Measure wall-clock time and peak extra memory for n ∈ {10^4, 10^5, 10^6, 10^7} on a seeded random array (every value twice plus one single). Report a table and identify where the hash set's memory becomes the bottleneck.
Starter — Python.
import random
import time
from functools import reduce
from operator import xor
from typing import List
def gen_pairs(n: int, seed: int) -> List[int]:
r = random.Random(seed)
base = [r.randint(0, 2**31 - 1) for _ in range(n)]

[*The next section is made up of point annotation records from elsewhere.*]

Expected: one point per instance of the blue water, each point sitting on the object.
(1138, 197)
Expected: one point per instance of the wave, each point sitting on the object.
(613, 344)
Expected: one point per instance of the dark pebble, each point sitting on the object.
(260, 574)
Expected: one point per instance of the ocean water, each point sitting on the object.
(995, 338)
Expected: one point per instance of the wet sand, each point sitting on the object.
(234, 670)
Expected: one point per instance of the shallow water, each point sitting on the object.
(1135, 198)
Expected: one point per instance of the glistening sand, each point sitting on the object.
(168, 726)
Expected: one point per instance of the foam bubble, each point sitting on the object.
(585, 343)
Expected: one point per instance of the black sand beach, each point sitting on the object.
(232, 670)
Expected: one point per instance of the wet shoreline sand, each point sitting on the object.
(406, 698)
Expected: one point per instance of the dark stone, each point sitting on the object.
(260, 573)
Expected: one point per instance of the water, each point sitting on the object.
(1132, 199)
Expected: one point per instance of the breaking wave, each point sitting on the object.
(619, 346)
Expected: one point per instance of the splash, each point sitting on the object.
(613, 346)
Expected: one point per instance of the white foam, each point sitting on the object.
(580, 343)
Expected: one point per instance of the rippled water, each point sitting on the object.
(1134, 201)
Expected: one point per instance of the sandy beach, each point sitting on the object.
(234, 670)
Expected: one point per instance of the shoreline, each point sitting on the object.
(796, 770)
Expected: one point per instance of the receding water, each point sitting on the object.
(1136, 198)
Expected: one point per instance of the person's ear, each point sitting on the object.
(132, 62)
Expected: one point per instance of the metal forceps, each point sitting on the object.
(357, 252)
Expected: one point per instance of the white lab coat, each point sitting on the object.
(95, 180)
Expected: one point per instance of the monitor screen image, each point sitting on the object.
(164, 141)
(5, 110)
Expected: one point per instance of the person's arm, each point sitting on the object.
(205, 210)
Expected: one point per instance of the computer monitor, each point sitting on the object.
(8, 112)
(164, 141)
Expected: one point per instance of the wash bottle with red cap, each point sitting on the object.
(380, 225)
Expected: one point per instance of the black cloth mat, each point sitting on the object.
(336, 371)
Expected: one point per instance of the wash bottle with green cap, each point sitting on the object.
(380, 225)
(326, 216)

arr = base + base + [123456789] # everything twice plus one single
r.shuffle(arr)
return arr
def xor_all(nums):
return reduce(xor, nums, 0)
def hash_set_single(nums):
seen = set()
for x in nums:
if x in seen:
seen.discard(x)
else:
seen.add(x)
# TODO: return the remaining element
return next(iter(seen)) if seen else 0
def sort_scan_single(nums):
s = sorted(nums)
# TODO: scan adjacent pairs; return the unpaired element
i = 0
while i + 1 < len(s):
if s[i] != s[i + 1]:
return s[i]
i += 2
return s[-1]
def bench(fn, nums) -> float:
start = time.perf_counter()
fn(nums)
return time.perf_counter() - start
def mean_ms(samples: List[float]) -> float:
return sum(samples) / len(samples) * 1000.0
def main() -> None:
print("n xor_ms hashset_ms sort_ms")
for n in [10_000, 100_000, 1_000_000, 10_000_000]:
nums = gen_pairs(n, 42)
rx = [bench(xor_all, nums) for _ in range(3)]
rh = [bench(hash_set_single, nums) for _ in range(3)]
rs = [bench(sort_scan_single, nums) for _ in range(3)]
print(f"{len(nums):<12d} {mean_ms(rx):<12.2f} {mean_ms(rh):<13.2f} {mean_ms(rs):<10.2f}")
if __name__ == "__main__":
main()
Evaluation criteria. - Same seed produces the same array across Go, Java, and Python. - All three methods agree on the single element. - XOR-all is fastest and uses O(1) extra memory; the hash set's memory grows with n (report peak). - Report includes the mean across at least 3 runs and does not time array generation. - Writeup: a short note on why XOR-all wins on memory and never overflows.
General Guidance for All Tasks¶
- Always validate against the counting oracle first. Every task above ships with (or references) a
Counter-based oracle. Run it on small inputs, diff, and only then trust the XOR version at scale. - Pin constants as named values. Use a documented 32-bit mask (
0xFFFFFFFF) and hash constant where needed; never inline magic numbers. - Seed the accumulator at the identity
0. XOR-all over an empty array must return0; the seed documents the identity element. - Match the trick to the multiplicity. Twice → XOR-all;
ktimes → count bits modk; two singles → split byx & -x. - Mind precedence and signedness. Parenthesize
^expressions (it binds loosely). In Python mask negatives to a fixed width; in Java/Go beware signed shifts (>>>vs>>). - Never use XOR where you need counts or integrity. XOR is parity-blind and linear: it cannot recover multiplicity (use a counter) or detect tampering (use a MAC) — Task 15 is the trap.
- Reuse the building blocks.
xorAll,xorUpTo,prefixXor, andgraycover most of the surface; write them once, test them hard, and compose.
Each task must be implemented and tested in Go, Java, and Python, with identical outputs across all three on the same seeded inputs.